The radius of the cylindrical vase is 8 centimeters, if the cylindrical vase holds 8,038.4 cubic centimeters of water and the height of the vase is 40 centimeters.

Step-by-step explanation:

The given is,

                 Volume of cylindrical vase = 8038.4 cubic centimeters

                 Height of the cylindrical vase = 40 centimeters

Step:1

                Formula for volume of cylindrical vase,

                                     Volume, V=\pi r^{2} h......................(1)

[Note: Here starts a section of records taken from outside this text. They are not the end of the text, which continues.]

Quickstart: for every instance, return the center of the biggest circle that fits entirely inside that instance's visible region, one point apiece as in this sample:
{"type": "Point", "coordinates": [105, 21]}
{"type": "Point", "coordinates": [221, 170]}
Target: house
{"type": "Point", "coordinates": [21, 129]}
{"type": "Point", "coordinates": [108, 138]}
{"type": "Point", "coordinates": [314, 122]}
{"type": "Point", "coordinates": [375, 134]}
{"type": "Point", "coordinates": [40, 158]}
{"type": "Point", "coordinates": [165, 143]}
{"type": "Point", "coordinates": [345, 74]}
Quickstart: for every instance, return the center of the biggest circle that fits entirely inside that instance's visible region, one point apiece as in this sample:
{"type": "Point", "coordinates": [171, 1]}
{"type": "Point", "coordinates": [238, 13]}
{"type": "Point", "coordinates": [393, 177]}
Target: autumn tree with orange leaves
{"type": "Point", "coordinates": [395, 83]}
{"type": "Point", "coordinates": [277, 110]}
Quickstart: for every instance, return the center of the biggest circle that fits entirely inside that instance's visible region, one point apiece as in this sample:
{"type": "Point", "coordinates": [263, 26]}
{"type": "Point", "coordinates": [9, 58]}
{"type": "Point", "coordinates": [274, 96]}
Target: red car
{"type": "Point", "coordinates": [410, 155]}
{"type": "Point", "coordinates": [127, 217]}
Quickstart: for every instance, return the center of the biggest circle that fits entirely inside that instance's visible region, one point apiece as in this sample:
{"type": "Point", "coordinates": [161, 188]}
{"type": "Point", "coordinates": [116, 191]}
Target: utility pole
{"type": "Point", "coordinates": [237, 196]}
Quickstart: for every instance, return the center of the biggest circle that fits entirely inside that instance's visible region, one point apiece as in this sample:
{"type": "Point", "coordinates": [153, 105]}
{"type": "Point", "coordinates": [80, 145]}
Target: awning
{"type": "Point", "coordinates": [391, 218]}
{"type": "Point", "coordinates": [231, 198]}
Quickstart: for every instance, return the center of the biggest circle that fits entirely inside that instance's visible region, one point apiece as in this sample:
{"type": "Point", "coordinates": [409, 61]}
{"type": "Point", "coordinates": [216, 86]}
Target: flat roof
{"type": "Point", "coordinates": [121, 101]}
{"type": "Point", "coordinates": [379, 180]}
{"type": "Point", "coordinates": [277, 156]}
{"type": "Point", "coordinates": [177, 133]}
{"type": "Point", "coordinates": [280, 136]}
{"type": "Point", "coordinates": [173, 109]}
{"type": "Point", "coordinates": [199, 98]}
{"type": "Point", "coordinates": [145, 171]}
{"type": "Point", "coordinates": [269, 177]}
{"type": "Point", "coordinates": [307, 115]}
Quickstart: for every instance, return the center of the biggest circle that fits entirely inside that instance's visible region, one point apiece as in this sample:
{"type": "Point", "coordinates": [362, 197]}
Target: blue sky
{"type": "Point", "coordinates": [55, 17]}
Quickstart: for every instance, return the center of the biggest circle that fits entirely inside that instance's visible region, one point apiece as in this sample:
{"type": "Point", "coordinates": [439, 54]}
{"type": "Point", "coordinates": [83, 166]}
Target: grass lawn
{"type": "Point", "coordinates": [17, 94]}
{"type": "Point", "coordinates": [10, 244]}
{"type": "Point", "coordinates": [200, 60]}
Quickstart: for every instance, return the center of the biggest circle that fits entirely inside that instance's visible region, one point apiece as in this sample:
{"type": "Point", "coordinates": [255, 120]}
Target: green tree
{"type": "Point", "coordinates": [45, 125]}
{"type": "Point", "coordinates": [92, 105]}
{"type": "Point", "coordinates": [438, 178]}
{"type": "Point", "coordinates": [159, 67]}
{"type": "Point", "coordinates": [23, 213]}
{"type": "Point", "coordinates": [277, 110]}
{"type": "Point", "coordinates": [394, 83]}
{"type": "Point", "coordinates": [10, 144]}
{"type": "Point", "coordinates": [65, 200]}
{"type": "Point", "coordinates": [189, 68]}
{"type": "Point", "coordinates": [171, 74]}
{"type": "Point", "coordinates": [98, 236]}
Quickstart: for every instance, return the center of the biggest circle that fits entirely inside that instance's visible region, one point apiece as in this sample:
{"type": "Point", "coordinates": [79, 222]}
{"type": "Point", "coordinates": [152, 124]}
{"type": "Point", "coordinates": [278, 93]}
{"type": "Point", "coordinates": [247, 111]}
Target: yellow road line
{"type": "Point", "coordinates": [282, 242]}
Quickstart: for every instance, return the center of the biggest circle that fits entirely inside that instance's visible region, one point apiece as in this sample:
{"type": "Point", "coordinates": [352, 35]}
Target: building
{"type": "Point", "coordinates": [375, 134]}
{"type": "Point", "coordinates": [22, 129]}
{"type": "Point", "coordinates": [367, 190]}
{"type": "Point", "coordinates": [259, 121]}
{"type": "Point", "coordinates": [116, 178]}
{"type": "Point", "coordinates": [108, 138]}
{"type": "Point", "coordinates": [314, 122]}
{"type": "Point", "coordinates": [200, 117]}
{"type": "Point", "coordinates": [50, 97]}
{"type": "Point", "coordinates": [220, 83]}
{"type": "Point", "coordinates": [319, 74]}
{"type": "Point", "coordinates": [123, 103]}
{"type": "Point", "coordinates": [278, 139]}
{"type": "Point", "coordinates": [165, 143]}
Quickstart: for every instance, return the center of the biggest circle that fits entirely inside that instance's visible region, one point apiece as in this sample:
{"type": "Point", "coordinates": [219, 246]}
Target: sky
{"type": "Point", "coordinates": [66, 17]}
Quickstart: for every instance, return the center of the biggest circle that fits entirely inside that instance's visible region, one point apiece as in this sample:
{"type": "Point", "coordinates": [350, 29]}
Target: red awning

               Where, r - Radius of cylindrical vase

                           h - Height of cylindrical vase  

                From the given,

                                      V = 8038.4 cubic centimeters

                                      h = 40  centimeters  

                Equation (1) becomes,

                             8038.4 = \pi r^{2}  40

                                          =(3.14)(40)r^{2}                               (∵ \pi = 3.14 )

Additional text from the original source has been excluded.